A new study finds that using CRISPR to edit human embryonic DNA can lead to unexpected changes, including the loss of whole chromosomes, the Associated Press reports.
Back in 2017, MIT's Technology Review reported that Oregon Health and Science University's Shoukhrat Mitalipov and his colleagues used the gene-editing tool to alter a number of human embryos. After the work was published in Nature, a number of researchers were skeptical of the findings, and the journal added a note to the paper. In particular, critics suspected that, rather than correcting the paternal allele based on the maternal allele as reported — and suggesting a novel repair mechanism — the researchers may have actually deleted the paternal allele.
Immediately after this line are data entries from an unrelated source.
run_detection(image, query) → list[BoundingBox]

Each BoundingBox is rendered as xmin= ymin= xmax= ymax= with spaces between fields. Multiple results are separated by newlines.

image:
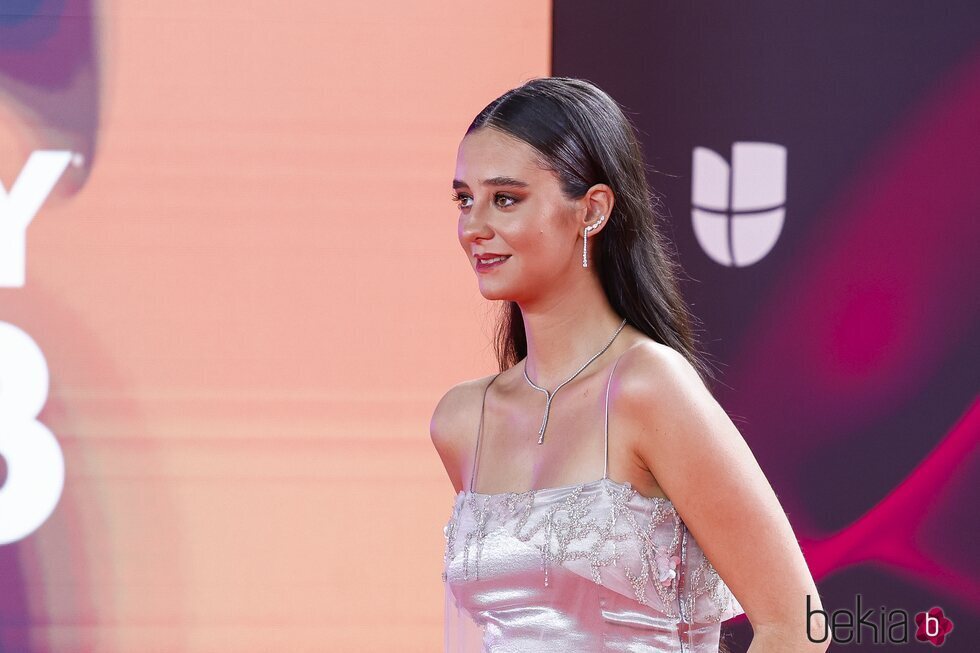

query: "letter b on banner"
xmin=0 ymin=322 xmax=65 ymax=545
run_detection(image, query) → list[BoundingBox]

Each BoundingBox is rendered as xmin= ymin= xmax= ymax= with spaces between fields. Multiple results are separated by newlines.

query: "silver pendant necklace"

As Wired writes, this disagreement spurred Columbia University's Dieter Egli to investigate. He and his team now report in Cell that they edited 40 embryos resulting from healthy eggs that had been fertilized using sperm from a man with a frameshift EYS mutation that causes blindness. The researchers then applied CRISPR-Cas9 to try to fix that mutation, though without supplying a repair template to see how the cells would fix it themselves, Wired notes. In about half the cases, the repair process instead led to partial or even whole chromosome loss, the AP adds.
"Our results point to the extraordinary caution necessary before progressing this kind of research to the clinic," Egli tells Wired.